1.4m million children forced to flee their homes by Boko Haram attacks

Children in conflicts, Education in emergencies

Nigerian girls at a UNICEF-supported safe space in a camp for displaced near Maiduguri Picture: UNICEF/Esiebo

Half a million children have been forced to flee from their homes in the past five months because of growing attacks by Boko Haram.

That brings the total number of displaced children in northeastern Nigeria and neighbouring countries to 1.4 million.

The figures were revealed today by the United Nations children’s agency UNICEF. Manuel Fontaine, UNICEF Regional Director for West and Central Africa. said: “Each of these children running for their lives is a childhood cut short.

“It’s truly alarming to see that children and women continue to be killed, abducted and used to carry bombs.” 

Boko Haram’s rampage through the northeast of the country has forced huge numbers of children out of school. UNICEF said 208,000 children are not getting an education in the Lake Chad region alone.

In northern Nigeria, nearly 1.2 million children – more than half of them under five – have fled their homes with their families. An additional 265,000 children have been uprooted in Cameroon, Chad and Niger.

Several hundred people, mostly girls and women, have been rescued from Boko Haram by the military this year – but none so far has been identified as being among the 219 schoolgirls still missing after the Chibok mass abduction.

Nigerian refugees Bello aged 12 and Alei Kolo at camp in Lake region of Chad Picture: UNICEF/Cherkaoui

Yafati Sanda, a trained community volunteer at Dalori camp near the city of Maiduguri, supervises sessions at the child-friendly space there.
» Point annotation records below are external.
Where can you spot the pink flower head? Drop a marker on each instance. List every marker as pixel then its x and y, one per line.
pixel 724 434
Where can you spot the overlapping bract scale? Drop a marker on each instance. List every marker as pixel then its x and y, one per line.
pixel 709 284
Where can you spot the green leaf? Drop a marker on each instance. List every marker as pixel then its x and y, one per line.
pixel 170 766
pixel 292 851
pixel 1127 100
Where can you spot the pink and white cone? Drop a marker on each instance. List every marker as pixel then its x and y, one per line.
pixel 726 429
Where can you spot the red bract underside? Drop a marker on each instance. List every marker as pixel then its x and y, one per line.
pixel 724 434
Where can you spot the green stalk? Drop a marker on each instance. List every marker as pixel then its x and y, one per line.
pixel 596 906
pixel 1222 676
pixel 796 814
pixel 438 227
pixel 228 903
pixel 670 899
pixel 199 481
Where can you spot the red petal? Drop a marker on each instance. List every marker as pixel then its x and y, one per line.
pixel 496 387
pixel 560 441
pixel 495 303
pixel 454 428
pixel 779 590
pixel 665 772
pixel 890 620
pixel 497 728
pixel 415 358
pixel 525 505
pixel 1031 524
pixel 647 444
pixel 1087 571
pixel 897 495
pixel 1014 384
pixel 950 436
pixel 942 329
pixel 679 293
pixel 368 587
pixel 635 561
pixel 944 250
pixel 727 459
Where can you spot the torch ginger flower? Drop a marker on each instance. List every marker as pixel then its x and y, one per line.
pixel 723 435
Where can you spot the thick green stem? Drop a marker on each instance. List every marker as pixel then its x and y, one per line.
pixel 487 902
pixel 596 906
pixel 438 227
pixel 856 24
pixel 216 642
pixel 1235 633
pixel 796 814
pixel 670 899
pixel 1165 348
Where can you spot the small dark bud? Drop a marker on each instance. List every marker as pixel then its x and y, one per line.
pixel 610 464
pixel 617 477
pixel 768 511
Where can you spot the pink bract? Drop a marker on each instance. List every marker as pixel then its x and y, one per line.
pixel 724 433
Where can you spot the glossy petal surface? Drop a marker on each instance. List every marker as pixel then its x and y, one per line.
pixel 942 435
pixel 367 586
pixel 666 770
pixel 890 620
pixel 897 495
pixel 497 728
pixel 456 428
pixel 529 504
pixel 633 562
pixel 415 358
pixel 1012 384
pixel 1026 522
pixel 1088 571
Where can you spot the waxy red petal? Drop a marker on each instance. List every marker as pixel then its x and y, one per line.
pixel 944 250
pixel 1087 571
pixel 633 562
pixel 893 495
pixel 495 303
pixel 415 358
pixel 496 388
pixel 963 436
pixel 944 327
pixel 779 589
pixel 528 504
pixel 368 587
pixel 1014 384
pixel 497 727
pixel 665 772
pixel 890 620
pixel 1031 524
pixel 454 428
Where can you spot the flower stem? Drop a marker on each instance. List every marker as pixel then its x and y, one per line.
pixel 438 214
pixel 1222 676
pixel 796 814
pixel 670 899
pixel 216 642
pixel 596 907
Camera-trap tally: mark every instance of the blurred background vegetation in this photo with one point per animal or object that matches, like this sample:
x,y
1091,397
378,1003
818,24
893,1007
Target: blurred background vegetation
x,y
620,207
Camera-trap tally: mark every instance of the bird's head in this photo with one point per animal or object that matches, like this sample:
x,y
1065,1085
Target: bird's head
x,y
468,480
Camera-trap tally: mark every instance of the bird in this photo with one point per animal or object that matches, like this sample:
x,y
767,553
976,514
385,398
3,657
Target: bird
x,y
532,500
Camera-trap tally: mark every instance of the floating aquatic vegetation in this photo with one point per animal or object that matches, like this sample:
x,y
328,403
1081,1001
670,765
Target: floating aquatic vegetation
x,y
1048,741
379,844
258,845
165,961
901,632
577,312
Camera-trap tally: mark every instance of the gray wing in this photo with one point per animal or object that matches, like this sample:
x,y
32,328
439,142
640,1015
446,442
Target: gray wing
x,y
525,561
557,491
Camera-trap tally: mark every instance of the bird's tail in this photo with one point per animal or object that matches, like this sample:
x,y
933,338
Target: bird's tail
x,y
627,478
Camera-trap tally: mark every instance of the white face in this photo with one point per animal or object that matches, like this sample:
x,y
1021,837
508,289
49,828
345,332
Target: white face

She said: “Most of the children had never even been to school. They have illiterate parents who did not send them to school. The parents do not resist their learning conventional subjects now, because the terror of Boko Haram has taught them the importance of education.”

Last month it was announced that almost 50,000 children displaced from their homes have been helped by the Safe Schools Initiative. Gordon Brown the UN Special Envoy for Global Education, announced the success of the partnership, catalysed by the Global Business Coalition for Education with the Nigerian government, and supported by UNICEF, UNDP and multiple donor agencies from across the world.

He told the UN: “It has now supported nearly 50,000 young girls and boys, displaced by the violence of Boko Haram, receive an education. Thanks to the campaigns led by A World at School, donors have contributed resources.”

That included supplying learning materials and 35,000 bags, training almost 700 teachers and transferring 2400 of the most at-risk girls and boys to safer schools in other parts of the country.”

UNICEF said today that, together with governments and partners in all four affected countries, it has scaled up its lifesaving operations to thousands of children and their families affected by the violence.

It has helped hundreds of thousands of children get vaccinations against measles, access to safe water, treatement for acute malnutrition and counselling and psychosocial support. But UNICEF said it has received only 3% of the $50.3 million required this year for its humanitarian response across the Lake Chad region.

Mr Fontaine said: “With more refugees and not enough resources, our ability to deliver lifesaving assistance on the ground is now seriously compromised. Without additional support, hundreds of thousands of children in need will lack access to basic health care, safe drinking water and education.”